Łódź – Casablanca : La Pologne pour devenir cinéaste marocain

Léa Morin et Marie Pierre-Bouthier

En pleine période des « indépendances » (années 1960 et 1970), les jeunes cinéastes marocains étudiant à l’École de cinéma de Łódź s’interrogent, avec leurs camarades venus du monde entier (et notamment d’Asie, d’Afrique et d’Amérique du Sud) sur un monde, et un cinéma, à venir.
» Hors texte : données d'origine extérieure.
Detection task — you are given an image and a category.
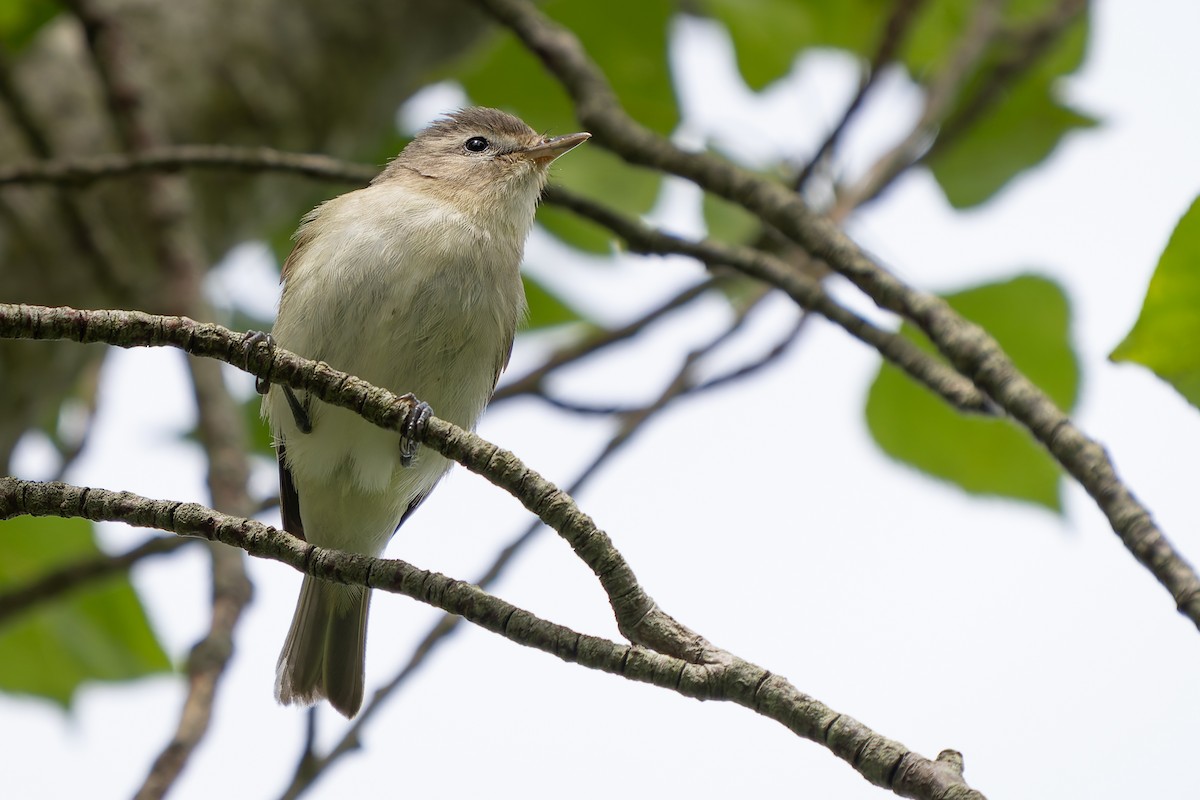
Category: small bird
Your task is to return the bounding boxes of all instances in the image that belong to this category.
[262,107,589,717]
Quel sera la place de l’artiste dans ce nouvel agencement du monde tant espéré ? Quel cinéma national veulent-ils pour leurs pays récemment indépendants ? Comment vont-ils affronter les réalités sociales et politiques de leurs pays ?

En Pologne, ils vivent ensemble des années de militantisme politique et de lutte en exil, d’apprentissage de la langue et de la culture polonaise, de combats collectifs en solidarité aux peuples opprimés, d’accès aux cinématographies du monde entier, de découverte et d’exploration de nouveaux milieux artistiques, notamment du free-jazz, de l’art conceptuel et du cinéma politique radical, d’amitiés, d’amours, d’études mais aussi de rencontres avec les marges et les réalités politiques et sociales de la Pologne communiste.

Venus pour apprendre le cinéma dans un pays communiste, les étudiants marocains bénéficient à la fois d’une solide formation théorique et technique, mais aussi d’une ouverture sur le monde et ses agitations politiques. Ils n’hésiteront pas alors à affronter avec un regard critique les marges de la société polonaise et à proposer un nouveau cinéma, engagé et inventif, qu’ils tenteront de prolonger à leur retour au Maroc.

Des premières « études » documentaires, critiques de la société polonaise, aux films politiques et expérimentaux, liés aux « années 1968 », on découvrira, à travers ce programme de 7 courts métrages, le nouveau cinéma marocain à venir, imaginé et expérimenté par les pionniers Hamid Bensaïd, Mustapha Derkaoui, Abdellah Drissi et Idriss Karim – dont plusieurs seront ensuite réduits au silence à leur retour dans le Maroc autoritaire de Hassan II.

Ce programme séquencé en 3 mouvements entend défendre la beauté et la valeur intrinsèque de ces productions étudiantes inédites, en même temps que leur intérêt pour écrire l’histoire des écoles de cinéma, celle des années 1960, et celle des cinémas transnationaux. Ce corpus de films est l’une des pièces manquantes des récits de la constitution des cinémas décolonisés.